If you remove people who connected through work from the definition of ordinary users, then AOL or Compuserve might have had more ordinary users than the Internet, but not vastly more. There were at least a dozen ISPs offering shell-account-style access to the internet in July 1993, Netcom, Best, Panix and The World being big US-based ones.

1 comments

Depends how you define "internet users". You're certainly right if you think of email and FTP. However, online services were more widely used by ordinary Americans until they got web access ... and an awful lot of them got their first web access via AOL.

You may recall the huge impact that AOL had when it connected to the web. AOL also bought Netscape, which had been a dominant force in the early commercialization of the web (along with Windows 95), before taking over Time-Warner.

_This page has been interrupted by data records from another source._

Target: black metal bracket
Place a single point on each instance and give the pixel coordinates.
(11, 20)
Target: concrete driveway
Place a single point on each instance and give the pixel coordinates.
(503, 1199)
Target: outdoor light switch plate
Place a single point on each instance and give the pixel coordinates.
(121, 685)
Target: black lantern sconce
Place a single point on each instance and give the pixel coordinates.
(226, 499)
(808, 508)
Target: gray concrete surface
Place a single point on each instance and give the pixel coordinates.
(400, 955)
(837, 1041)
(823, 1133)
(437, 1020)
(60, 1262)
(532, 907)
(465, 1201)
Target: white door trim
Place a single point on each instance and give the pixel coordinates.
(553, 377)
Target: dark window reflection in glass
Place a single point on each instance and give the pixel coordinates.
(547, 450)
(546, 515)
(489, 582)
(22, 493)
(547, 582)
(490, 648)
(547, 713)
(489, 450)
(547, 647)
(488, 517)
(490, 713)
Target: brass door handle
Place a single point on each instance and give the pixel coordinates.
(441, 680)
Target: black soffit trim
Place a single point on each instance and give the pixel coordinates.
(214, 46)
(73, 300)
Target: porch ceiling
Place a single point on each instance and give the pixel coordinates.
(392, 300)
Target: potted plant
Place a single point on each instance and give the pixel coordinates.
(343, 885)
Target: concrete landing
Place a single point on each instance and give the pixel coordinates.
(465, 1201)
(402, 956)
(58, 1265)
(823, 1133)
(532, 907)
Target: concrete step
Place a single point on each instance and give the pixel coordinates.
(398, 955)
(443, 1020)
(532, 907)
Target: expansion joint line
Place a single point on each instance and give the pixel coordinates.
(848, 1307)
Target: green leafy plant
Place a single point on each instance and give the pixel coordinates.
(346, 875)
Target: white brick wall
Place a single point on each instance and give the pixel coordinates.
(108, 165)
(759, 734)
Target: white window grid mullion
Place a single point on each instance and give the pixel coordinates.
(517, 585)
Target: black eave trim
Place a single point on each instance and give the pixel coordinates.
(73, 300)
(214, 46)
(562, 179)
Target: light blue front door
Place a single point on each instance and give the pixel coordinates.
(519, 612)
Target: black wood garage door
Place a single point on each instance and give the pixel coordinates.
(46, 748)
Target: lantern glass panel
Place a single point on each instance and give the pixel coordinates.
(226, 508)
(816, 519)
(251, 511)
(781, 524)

There's a reason I put a date in my sentences. Yes, a lot of Americans got their first web access via AOL, but I would be shocked to learn that it was possible to browse the web via AOL in July 1993. I did not succeed in my attempt just now to find out when it became possible, but consider that AOL did not provide its users with access to Usenet until September 1993.

And consider that that in July 1993 Usenet was still much bigger and more important than the web. The web grew very quickly, but it takes a while to grow from zero users. (To help jog people's memories: Netscape Communications -- as "Mosaic Communications Corporation" -- was not founded till April 1994. Altavista opened to the public in December 1995.)

We've gone very far from the topic of this comment section.